耳の奥の内耳の感受性を少し抑えるにはどうしたらいいかということになります。体がむくみがちだと内耳もむくみやすいので、軽い運動をしたり、お風呂にゆっくり入って汗をしっかりかくこと。また、腸の調子が悪くなってくると自律神経も乱れやすくなるので、ヨーグルトなどを食べて腸環境を良くすることが重要です。

「くるくる耳マッサージ」耳を上に5秒引っぱる

ーー台風が接近している時にできる運動は?
私が考案した1分間の「くるくる耳マッサージ」があります。
まず、耳の上部を親指と人さし指でつまんで上に向かって5秒引っ張ります。次に下部を下に向かって5秒引っ張る。耳の横をつまんで横に5秒ひっぱり、そのまま後ろ方向に大きく5回まわします。
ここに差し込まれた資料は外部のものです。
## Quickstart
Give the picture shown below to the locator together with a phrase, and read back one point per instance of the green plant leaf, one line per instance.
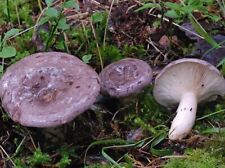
(8, 52)
(174, 6)
(62, 24)
(97, 17)
(1, 69)
(10, 33)
(147, 6)
(49, 2)
(52, 13)
(200, 30)
(87, 58)
(43, 20)
(71, 4)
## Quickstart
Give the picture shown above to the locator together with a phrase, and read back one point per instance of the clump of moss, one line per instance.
(198, 158)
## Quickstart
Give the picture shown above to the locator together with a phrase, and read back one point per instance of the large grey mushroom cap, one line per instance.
(188, 75)
(48, 89)
(125, 77)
耳の横をつまんで横に5秒ひっぱり、そのまま後ろ方向に5回まわす

次に耳を上下に挟んで5秒、最後に手ひらで耳全体を覆い円を描くように後ろに5回まわします。これで1セットです。

耳を上下に挟んで5秒

1日1回でも、朝昼晩3回やってもいいし、台風が近付いてきて頭がモヤモヤしてきたらやってください。寝る前にやると耳周りがポカポカするのでだいぶ落ち着くし、朝起きた時にやれば頭がすっきりします。
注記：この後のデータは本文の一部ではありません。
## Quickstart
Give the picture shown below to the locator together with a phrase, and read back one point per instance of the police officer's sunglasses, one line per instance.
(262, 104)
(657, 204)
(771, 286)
手のひらで耳全体を覆い円を描くように後ろに5回まわす

これをすることで、むくんでいる内耳の血行やリンパ液の流れが良くなってくるので気圧を感じにくくできます。また、耳の周りには自律神経を整えるツボもあるので、首や耳周りの血行を良くして、それを刺激するという2つの効果があります。

マッサージをすることですぐに効果を感じる人もいるし、妊娠中でお薬が飲めない方などには特にお勧めです。